- Born: 1966 (age 59–60)
- Occupation: Head teacher
- Employers: Willows High School; Ryde Academy;
- Known for: Educating Cardiff

= Joy Ballard =

British head teacher

Joy Ballard (born 1966) is a retired British head teacher. She has been featured in the media discussing the potential for improvement in schools and issues with the British education system.

Ballard grew up in Southampton on a council estate, and became notable as the former head teacher of Willows High School in Cardiff. She appeared in the television documentary series Educating Cardiff for her role in making Willows High School one of the most improved schools in Wales during her three-year term as head teacher.

In August 2015, she became the head teacher of Ryde Academy on the Isle of Wight. The Hampshire County Council had been overseeing education on the Isle since 2013 because of concerns over the school's former sponsor, Academies Enterprise Trust (AET), and their lack of regard for the "welfare or education of students or staff." Ballard improved the exam results of the school in twelve months as head teacher. She has appeared on This Morning with Eamonn Holmes, and was interviewed on Capital FM radio.

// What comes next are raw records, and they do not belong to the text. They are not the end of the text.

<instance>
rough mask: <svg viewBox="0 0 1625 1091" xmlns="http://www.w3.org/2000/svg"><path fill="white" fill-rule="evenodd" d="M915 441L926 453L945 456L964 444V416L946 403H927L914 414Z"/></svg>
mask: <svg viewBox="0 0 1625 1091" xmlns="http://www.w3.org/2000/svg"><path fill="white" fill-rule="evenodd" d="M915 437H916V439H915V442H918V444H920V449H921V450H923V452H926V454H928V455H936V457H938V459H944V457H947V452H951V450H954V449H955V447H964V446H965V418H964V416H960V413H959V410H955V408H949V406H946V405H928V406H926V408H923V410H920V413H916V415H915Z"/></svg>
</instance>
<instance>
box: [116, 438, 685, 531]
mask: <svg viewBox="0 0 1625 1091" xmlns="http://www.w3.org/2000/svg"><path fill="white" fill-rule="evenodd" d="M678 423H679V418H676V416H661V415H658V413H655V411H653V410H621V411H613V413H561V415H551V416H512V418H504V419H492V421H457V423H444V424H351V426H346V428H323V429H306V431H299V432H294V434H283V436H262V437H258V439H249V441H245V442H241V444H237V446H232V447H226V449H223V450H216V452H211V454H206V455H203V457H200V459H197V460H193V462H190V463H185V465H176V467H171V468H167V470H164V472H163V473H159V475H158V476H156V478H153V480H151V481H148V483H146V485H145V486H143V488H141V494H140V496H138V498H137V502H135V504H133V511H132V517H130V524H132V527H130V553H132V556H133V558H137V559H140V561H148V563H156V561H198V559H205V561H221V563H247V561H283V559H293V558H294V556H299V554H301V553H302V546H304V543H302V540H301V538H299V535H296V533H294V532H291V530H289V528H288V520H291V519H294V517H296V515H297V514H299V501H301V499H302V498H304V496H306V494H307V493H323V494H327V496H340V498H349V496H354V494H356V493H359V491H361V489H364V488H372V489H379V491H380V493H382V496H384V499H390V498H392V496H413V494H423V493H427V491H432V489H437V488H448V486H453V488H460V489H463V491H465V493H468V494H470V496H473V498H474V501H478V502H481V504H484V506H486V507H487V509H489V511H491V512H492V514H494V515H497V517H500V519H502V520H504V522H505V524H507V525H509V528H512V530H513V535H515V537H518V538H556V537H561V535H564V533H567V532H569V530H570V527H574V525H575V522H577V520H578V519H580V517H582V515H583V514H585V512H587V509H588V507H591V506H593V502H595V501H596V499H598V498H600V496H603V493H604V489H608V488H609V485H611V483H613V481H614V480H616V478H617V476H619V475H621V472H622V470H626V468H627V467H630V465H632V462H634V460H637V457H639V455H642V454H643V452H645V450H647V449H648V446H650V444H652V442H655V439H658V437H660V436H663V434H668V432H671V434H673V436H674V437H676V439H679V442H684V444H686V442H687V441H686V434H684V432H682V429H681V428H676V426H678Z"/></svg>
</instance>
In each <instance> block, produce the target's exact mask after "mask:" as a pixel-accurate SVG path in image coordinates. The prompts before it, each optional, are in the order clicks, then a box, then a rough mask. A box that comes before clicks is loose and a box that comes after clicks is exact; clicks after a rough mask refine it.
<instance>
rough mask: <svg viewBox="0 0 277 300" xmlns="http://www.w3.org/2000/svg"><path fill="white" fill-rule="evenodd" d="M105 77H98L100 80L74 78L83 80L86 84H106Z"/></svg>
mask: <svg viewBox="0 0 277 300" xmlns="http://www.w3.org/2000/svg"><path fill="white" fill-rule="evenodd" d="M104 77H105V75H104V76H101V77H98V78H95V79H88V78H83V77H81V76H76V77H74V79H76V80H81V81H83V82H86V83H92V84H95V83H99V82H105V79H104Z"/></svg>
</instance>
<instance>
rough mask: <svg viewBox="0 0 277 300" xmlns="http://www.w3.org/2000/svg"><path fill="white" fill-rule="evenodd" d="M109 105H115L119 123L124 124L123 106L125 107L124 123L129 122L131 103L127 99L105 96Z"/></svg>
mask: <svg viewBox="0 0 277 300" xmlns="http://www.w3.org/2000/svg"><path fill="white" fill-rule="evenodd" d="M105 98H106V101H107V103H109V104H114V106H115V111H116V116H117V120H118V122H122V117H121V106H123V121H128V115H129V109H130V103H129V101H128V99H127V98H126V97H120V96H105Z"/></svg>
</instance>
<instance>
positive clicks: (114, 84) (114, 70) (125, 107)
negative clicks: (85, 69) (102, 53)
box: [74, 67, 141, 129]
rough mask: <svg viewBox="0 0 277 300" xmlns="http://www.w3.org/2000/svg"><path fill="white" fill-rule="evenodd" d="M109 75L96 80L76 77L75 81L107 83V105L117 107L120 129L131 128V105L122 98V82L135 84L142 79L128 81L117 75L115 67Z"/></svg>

After her stint at Ryde Academy, Ballard retired in September 2024. In 2026, her actions at Ryde Academy were investigated by the Teaching Regulation Agency (TRA). It had been alleged that she borrowed a car from the school whilst on holiday, and that she altered dates of school holidays for her convenience. The TRA found that these allegations were true, and that she had committed "misconduct of a serious nature", and in July 2026, she was banned from teaching for two years.